Teens speaking up about sexual assault
The hallways of Tahoe Truckee High School buzz with chatter and gossip. A skinny brunette spills her books, a crowd of baseball players jest and shove, teachers stick close to the walls in an effort to pass unscathed through the chaos.
In many ways, Truckee High is like every other high school in America.
And like every other high school in America, there are words and actions being exchanged in those hallways and classrooms that are degrading students’ comfort and ease. Young men, and sometimes women, are crossing the line, say students at Truckee High.
“There have definitely been very uncomfortable situations here,” said Shelby Lewis, a sophomore at Truckee High. “And there is sexual assault ” it’s here, it just took someone pointing it out for us to realize.”

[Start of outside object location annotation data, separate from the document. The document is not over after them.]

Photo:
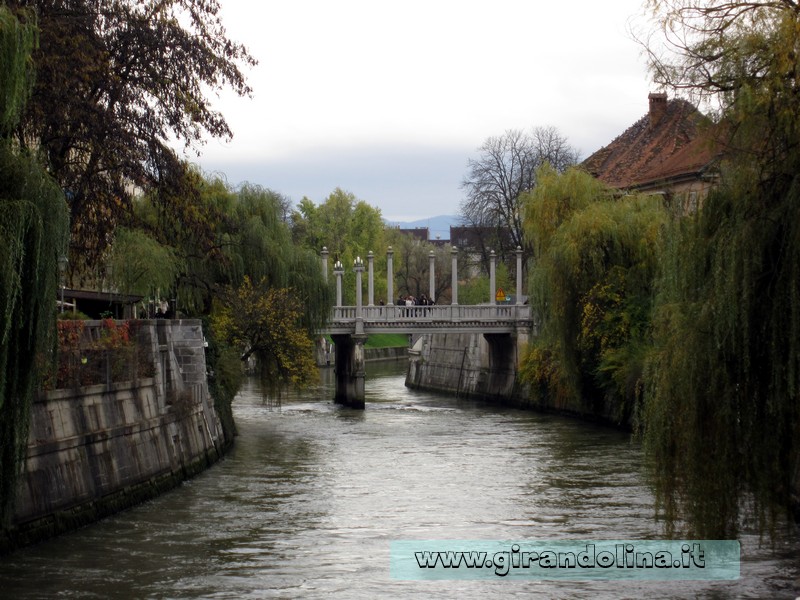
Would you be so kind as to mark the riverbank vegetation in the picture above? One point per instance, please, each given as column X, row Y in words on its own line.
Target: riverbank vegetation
column 688, row 324
column 33, row 229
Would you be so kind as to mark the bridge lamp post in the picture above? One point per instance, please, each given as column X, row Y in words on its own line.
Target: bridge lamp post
column 358, row 267
column 338, row 270
column 370, row 279
column 454, row 277
column 431, row 277
column 519, row 275
column 62, row 272
column 492, row 277
column 389, row 276
column 324, row 256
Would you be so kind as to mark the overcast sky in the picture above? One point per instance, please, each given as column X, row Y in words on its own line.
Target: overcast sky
column 389, row 100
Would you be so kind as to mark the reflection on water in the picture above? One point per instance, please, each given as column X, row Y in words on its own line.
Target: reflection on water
column 306, row 503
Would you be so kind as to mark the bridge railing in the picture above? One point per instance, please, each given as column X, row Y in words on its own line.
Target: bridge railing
column 443, row 313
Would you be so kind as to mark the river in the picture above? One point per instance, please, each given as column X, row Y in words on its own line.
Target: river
column 309, row 499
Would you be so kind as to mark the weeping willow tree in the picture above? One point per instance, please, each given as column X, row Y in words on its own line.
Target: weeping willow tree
column 262, row 295
column 595, row 260
column 33, row 229
column 722, row 414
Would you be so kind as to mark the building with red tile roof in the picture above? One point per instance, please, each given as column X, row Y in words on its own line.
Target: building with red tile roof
column 667, row 151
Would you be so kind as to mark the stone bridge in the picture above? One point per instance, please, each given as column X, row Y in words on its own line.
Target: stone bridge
column 503, row 325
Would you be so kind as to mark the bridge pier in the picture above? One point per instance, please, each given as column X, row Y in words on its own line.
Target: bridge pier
column 350, row 370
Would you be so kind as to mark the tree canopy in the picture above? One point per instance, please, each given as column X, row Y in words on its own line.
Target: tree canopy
column 721, row 419
column 506, row 169
column 33, row 230
column 117, row 81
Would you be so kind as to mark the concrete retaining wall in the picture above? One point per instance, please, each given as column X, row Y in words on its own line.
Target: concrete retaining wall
column 467, row 365
column 96, row 450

Educators and prevention teams from Tahoe Women’s Services, a North Shore and Truckee nonprofit that works to end abuse against women and children, have delivered the message about abuse to students of all ages for years.
From those efforts stemmed the Teen Speakers Bureau, a group of Truckee High students who speak to their peers about such topics as sexual harassment, sexual abuse, domestic violence and fostering healthy relationships. The group formed with a boost of nearly $4,300 from the Truckee Tahoe Community Foundation.

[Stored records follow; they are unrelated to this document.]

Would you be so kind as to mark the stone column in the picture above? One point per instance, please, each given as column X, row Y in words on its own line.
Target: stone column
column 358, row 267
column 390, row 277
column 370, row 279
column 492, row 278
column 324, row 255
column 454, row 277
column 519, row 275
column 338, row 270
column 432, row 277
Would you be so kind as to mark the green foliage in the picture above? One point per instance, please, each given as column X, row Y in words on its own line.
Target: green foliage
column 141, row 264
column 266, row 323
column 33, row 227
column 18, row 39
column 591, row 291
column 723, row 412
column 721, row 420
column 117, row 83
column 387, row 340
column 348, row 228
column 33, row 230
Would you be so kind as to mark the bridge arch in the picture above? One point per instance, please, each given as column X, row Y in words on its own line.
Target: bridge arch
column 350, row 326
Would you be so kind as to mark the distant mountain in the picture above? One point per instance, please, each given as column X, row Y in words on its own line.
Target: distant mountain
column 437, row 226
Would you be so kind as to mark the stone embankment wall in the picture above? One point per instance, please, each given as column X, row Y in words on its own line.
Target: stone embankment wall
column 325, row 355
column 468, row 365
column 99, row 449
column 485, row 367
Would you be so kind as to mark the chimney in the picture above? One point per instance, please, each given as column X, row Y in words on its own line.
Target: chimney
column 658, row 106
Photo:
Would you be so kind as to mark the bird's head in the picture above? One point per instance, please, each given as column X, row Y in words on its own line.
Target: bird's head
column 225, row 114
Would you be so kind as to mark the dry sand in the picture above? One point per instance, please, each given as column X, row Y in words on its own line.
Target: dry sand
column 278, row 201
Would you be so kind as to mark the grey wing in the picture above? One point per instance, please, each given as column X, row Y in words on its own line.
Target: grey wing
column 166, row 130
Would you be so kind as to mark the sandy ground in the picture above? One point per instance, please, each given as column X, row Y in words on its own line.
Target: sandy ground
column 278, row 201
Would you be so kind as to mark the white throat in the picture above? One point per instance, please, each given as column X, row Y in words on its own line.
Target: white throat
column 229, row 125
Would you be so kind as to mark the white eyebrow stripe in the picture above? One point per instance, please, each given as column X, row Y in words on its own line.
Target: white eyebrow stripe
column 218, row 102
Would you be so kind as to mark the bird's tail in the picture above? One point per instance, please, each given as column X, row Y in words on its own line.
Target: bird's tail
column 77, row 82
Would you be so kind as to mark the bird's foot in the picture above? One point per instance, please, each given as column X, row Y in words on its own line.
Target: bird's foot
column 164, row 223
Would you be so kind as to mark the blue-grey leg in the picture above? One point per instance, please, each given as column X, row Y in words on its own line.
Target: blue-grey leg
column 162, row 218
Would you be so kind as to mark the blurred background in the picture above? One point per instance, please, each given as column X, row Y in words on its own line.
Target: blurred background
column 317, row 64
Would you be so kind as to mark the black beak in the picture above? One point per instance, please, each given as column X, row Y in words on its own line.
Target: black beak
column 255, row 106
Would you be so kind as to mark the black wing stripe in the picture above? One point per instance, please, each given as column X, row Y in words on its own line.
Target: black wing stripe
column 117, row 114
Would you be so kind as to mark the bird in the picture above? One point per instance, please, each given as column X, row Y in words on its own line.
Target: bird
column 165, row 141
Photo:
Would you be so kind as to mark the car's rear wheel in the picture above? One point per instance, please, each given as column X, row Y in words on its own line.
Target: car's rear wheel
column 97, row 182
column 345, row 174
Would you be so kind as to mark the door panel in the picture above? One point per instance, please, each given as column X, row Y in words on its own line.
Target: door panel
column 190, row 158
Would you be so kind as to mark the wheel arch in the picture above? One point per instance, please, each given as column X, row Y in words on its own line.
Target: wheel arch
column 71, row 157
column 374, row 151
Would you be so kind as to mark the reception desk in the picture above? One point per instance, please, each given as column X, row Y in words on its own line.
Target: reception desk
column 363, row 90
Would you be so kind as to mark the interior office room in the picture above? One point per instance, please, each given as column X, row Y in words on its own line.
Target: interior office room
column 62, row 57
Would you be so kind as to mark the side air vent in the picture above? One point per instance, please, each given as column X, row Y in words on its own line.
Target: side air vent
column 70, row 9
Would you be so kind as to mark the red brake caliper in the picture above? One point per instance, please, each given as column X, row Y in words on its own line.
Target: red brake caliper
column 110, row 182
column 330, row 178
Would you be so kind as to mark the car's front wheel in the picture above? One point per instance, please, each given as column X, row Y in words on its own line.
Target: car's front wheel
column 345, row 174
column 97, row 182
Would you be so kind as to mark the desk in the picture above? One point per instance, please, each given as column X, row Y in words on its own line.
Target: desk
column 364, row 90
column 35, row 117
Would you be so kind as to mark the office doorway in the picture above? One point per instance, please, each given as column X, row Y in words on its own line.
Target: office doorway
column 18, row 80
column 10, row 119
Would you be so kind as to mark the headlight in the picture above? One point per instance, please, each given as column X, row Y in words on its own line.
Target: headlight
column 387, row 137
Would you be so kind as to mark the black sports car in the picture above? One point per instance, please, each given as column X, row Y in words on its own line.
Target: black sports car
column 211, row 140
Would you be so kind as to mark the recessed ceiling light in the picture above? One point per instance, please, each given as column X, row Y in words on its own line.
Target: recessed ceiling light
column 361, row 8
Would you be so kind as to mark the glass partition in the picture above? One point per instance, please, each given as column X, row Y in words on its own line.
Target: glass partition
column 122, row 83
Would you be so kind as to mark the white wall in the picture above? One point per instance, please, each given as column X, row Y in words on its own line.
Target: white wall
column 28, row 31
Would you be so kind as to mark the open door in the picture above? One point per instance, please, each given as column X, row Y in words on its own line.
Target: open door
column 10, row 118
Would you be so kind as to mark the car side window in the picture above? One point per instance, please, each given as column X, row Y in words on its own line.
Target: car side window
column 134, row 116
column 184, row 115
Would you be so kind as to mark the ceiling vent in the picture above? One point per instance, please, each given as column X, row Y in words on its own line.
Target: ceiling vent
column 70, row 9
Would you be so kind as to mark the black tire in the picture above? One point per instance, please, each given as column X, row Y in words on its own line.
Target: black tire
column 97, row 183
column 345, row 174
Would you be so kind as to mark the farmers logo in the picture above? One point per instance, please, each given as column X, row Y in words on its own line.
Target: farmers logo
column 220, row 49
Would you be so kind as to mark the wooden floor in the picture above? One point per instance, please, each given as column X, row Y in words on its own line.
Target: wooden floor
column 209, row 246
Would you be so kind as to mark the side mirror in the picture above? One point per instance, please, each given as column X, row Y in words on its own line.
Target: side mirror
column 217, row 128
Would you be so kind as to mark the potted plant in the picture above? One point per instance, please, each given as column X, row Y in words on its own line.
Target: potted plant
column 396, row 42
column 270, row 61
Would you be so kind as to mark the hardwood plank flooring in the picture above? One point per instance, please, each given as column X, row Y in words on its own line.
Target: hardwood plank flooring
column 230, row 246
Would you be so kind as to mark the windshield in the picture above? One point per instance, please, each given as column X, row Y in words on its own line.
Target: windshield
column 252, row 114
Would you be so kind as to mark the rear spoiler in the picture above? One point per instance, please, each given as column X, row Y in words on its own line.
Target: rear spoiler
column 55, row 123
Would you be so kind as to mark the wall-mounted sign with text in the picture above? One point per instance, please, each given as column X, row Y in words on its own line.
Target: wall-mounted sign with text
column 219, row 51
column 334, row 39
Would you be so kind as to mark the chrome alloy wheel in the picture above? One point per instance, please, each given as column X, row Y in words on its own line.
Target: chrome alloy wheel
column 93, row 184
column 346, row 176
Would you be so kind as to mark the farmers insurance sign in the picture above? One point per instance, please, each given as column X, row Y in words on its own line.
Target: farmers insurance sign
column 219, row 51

“If a kid can stand up and talk about these topics, then their peers will listen,” said Aimee LaFayette, an AmeriCorps volunteer who works for Tahoe Women’s Services and leads the teen bureau. “It conveys the messages successfully.”
The 10 members of the Teen Speakers Bureau, all female by circumstance, facilitate presentations at other Truckee schools and fundraise through community projects, such as selling awareness bracelets and pins. The money they raise is used to purchase educational supplies for their group or for women and children assisted by Tahoe Women’s Services.
“I feel that just by talking to my friends about [the issues], I’m making a difference,” Lewis said.
“It’s chipping away one piece at a time; it’s a step,” added sophomore Sophie Sparksworthy, also a member of the bureau.
“And each step is important,” Lewis said. “It’s a long process and only time and consistency will get it solved.”